In her first quarterly conference call as CEO, Gracia Martore reported Q3 results for Gannett Company which were right in line with expectations. As you would expect, television had a better quarter than newspaper publishing, even before adjusting for the cyclical impact of political advertising.
Total operating revenues were down 3.5% to $1.27 billion in Q3 – right in line with the Thomson/First Call consensus. Likewise, earnings per share, excluding special items, totaled 44 cents, also right on target.
Broadcasting revenues were down 6% to $174.3 million, but Martore proudly noted that revenues were up nearly 5% if you exclude the incremental impact of political advertising, which amounted to over $21 million a year earlier.
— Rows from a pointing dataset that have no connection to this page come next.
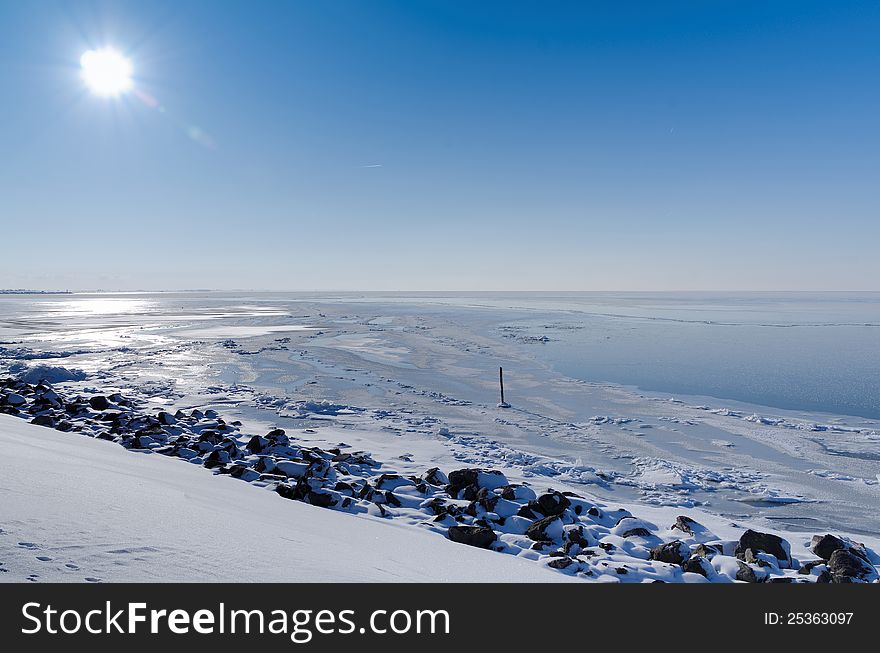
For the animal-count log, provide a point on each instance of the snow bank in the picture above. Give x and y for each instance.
(104, 514)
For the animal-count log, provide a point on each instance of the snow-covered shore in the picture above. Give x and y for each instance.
(409, 387)
(79, 508)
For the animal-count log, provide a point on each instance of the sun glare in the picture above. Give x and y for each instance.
(106, 72)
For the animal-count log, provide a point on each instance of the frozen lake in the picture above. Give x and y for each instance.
(749, 406)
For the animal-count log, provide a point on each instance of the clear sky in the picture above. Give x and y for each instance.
(443, 145)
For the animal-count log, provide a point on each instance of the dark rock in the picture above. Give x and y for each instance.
(256, 444)
(461, 479)
(552, 503)
(687, 525)
(807, 568)
(846, 567)
(560, 563)
(674, 552)
(824, 546)
(765, 542)
(706, 551)
(166, 418)
(539, 530)
(99, 402)
(746, 573)
(44, 420)
(320, 499)
(698, 565)
(477, 536)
She said automotive was back in gear in September, following the Japan supply chain problems, up more than 20% for the month. Broadcasting cash flow was down 9% to $75.7 million (with no adjustment for political).
Looking to the current Q4, while it is still early Martore said broadcasting revenues are pacing to be down in the “very low teens.” But excluding political that’s a gain “in the very high single digits to perhaps 10-11%” she said.
Gannett executives were careful to point out that publishing remains profitable for the world’s largest newspaper company. Operating cash flow was $146.8 million in Q3. How did that compare to a year ago? We had to look it up and do the calculation. It was a decline of over 15%.
Q3 publishing revenues were down 5% to $917.8 million with advertising revenues down 8.5% to %91.7 million. US ad revenues were down 9.3%, with the UK down 7.9%. US retail ad revenues fell 6.3%, national was down 17.3% and classifieds fell 9.4%.
Digital was a bright spot, with revenues up 10.3% to $173.9 million, with CareerBuilder credited for strong growth. Digital segment cash flow gained 16.8% to $42.1 million.
RBR-TVBR observation: One analyst jokingly offered Martore “condolences” on taking the top post at the company. It is certainly challenging to run a large media company in the current economic environment, but Martore can certainly hit the ground running as CEO. She had been the #2 for some time and ran the company while Craig Dubow was on his first medical leave. She was already in charge again when he made the second medical leave permanent and the board promoted COO Martore to CEO.